You went from basically holding the remote control in the palm of your hand to being a puppet. In other words you were the CEO in the original to the Puppet in a children's play. I'm not joking about the children's play.
The story here is something I would use to teach a 5 year old why it's bad to be a murdering corporate puppet who was cybernetically enhanced. The original game asked one thing of you. Be Ruthless and play as you please. Here you can't go one level without getting a sermon.
I liked the music though.
Hmmm, sad to hear it. I thought Australia was over that and had it's "M" rated games rating and such. I mean as described that's pretty intense violence, but also arguably par for the course for action games. I mean ripping people to pieces with miniguns is pretty much standard for any game with miniguns, and that is well.. a lot of shooters.
I was wondering if it was something new that I had missed.

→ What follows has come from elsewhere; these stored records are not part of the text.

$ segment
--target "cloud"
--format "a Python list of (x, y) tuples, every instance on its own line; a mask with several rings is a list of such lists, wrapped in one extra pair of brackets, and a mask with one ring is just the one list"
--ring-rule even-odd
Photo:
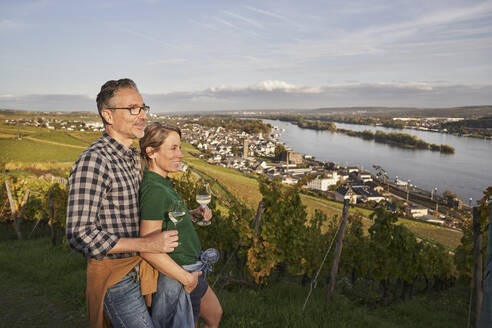
[(215, 19), (215, 21), (217, 21), (217, 22), (219, 22), (221, 24), (224, 24), (226, 26), (232, 27), (233, 29), (241, 30), (239, 27), (237, 27), (236, 25), (234, 25), (234, 24), (232, 24), (232, 23), (230, 23), (230, 22), (228, 22), (226, 20), (223, 20), (223, 19), (218, 18), (218, 17), (215, 17), (214, 19)]
[(0, 19), (0, 31), (12, 31), (14, 29), (24, 28), (28, 23), (20, 22), (17, 18)]
[[(213, 19), (216, 22), (218, 22), (220, 24), (223, 24), (223, 25), (226, 25), (228, 27), (231, 27), (231, 28), (233, 28), (236, 31), (242, 32), (242, 33), (247, 34), (249, 36), (253, 36), (255, 38), (259, 37), (259, 34), (258, 33), (254, 32), (254, 31), (247, 30), (247, 29), (242, 28), (242, 27), (239, 27), (239, 26), (237, 26), (237, 25), (235, 25), (235, 24), (233, 24), (233, 23), (231, 23), (231, 22), (229, 22), (229, 21), (227, 21), (225, 19), (222, 19), (222, 18), (219, 18), (219, 17), (214, 17)], [(216, 30), (220, 30), (220, 31), (224, 31), (223, 28), (215, 28), (215, 29)]]
[(96, 102), (85, 95), (3, 95), (0, 108), (42, 111), (97, 111)]
[[(300, 86), (266, 80), (246, 86), (218, 85), (203, 90), (143, 93), (153, 113), (241, 109), (315, 109), (321, 107), (455, 107), (492, 104), (492, 85), (395, 81)], [(0, 108), (96, 112), (85, 95), (0, 96)]]
[(150, 41), (152, 43), (159, 44), (159, 45), (165, 46), (167, 48), (172, 48), (172, 49), (178, 49), (179, 48), (176, 45), (168, 43), (168, 42), (164, 42), (164, 41), (160, 40), (159, 38), (157, 38), (151, 34), (139, 32), (135, 29), (132, 29), (132, 28), (129, 28), (126, 26), (119, 26), (119, 29), (126, 31), (126, 32), (140, 38), (140, 39)]
[(265, 90), (265, 91), (276, 91), (281, 90), (285, 92), (290, 92), (296, 90), (297, 87), (293, 84), (289, 84), (284, 81), (268, 80), (257, 83), (251, 87), (253, 90)]
[(285, 81), (278, 80), (266, 80), (261, 81), (253, 85), (245, 87), (234, 87), (227, 85), (218, 85), (208, 88), (205, 92), (210, 93), (250, 93), (250, 92), (277, 92), (277, 93), (316, 93), (319, 92), (319, 88), (296, 86), (294, 84), (287, 83)]
[(372, 41), (377, 38), (394, 41), (422, 30), (439, 26), (449, 29), (449, 25), (490, 16), (492, 16), (492, 1), (487, 1), (472, 7), (438, 10), (401, 23), (369, 27), (357, 33), (360, 33), (361, 39), (369, 37)]
[(12, 21), (9, 19), (0, 19), (0, 29), (12, 26)]
[(187, 59), (176, 58), (176, 59), (158, 59), (147, 62), (147, 65), (175, 65), (175, 64), (183, 64), (186, 63)]
[(247, 18), (247, 17), (241, 16), (241, 15), (235, 14), (235, 13), (231, 13), (231, 12), (229, 12), (229, 11), (225, 11), (225, 10), (223, 10), (222, 12), (223, 12), (224, 14), (226, 14), (226, 15), (228, 15), (228, 16), (230, 16), (230, 17), (232, 17), (232, 18), (235, 18), (235, 19), (237, 19), (237, 20), (240, 20), (240, 21), (246, 22), (246, 23), (248, 23), (248, 24), (250, 24), (250, 25), (252, 25), (252, 26), (254, 26), (254, 27), (257, 27), (257, 28), (259, 28), (259, 29), (263, 29), (263, 28), (264, 28), (264, 27), (263, 27), (263, 25), (262, 25), (261, 23), (259, 23), (259, 22), (255, 21), (254, 19)]
[[(238, 87), (145, 95), (159, 112), (180, 110), (319, 108), (330, 106), (453, 107), (492, 104), (492, 85), (444, 82), (342, 83), (296, 86), (268, 80)], [(165, 104), (165, 105), (164, 105)], [(165, 108), (165, 109), (164, 109)]]
[[(490, 44), (491, 20), (483, 18), (491, 16), (492, 1), (470, 7), (439, 8), (397, 23), (381, 20), (365, 27), (355, 24), (350, 30), (327, 32), (319, 38), (301, 38), (277, 46), (275, 55), (282, 55), (292, 65), (302, 65), (327, 57), (382, 57), (397, 53), (400, 47), (405, 47), (407, 52), (430, 55), (441, 44), (450, 54), (475, 51)], [(420, 46), (424, 44), (434, 47)]]
[(260, 13), (260, 14), (263, 14), (263, 15), (266, 15), (266, 16), (269, 16), (269, 17), (273, 17), (273, 18), (277, 18), (277, 19), (280, 19), (280, 20), (283, 20), (283, 21), (287, 21), (287, 18), (284, 17), (284, 16), (281, 16), (279, 14), (276, 14), (274, 12), (271, 12), (271, 11), (266, 11), (266, 10), (263, 10), (263, 9), (259, 9), (259, 8), (256, 8), (256, 7), (251, 7), (251, 6), (243, 6), (244, 8), (246, 9), (249, 9), (251, 11), (254, 11), (254, 12), (257, 12), (257, 13)]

Nothing important, but I remember Australia forcing Bethesda to edit Fallout 3 due to drug content... animations showing the character actually inject themselves with stimpacks and the like.
That said, I agree, I consider "Syndicate" one of those video gaming classics, and it's pretty sad to see how everything turned out. It's not even a good shooter.
As far as the moral subtext goes, I vaguely remember things being fairly ambigious. Your corperation being arguably the most benevolent of a bad lot when you read what some of the other corps were up to, especially in the final missions. I vaguely remember Atlantic Accelerator where your virtually required to sacrifice your team to win, being fairly heroic thematically. I could be remembering it wrong.
In the second game, which wasn't as good, the Corperation might be ruthless, but it was protecting humanity against brainwashing alien infiltrators. That was a bit wonky, but still the direction the series went in.
Still, getting preachy about morality seems to defeat the whole point of a "Dark Future" so to speak. I'm actually fairly shocked to hear they flubbed it that badly. If they are going to focus on the morality of cybernetic puppet killers, the dark future thing to do is to portray it as being the right thing to do in a warped context that pretty much renders any kind of moral system irrelevent before biggier issues and/or simple survival.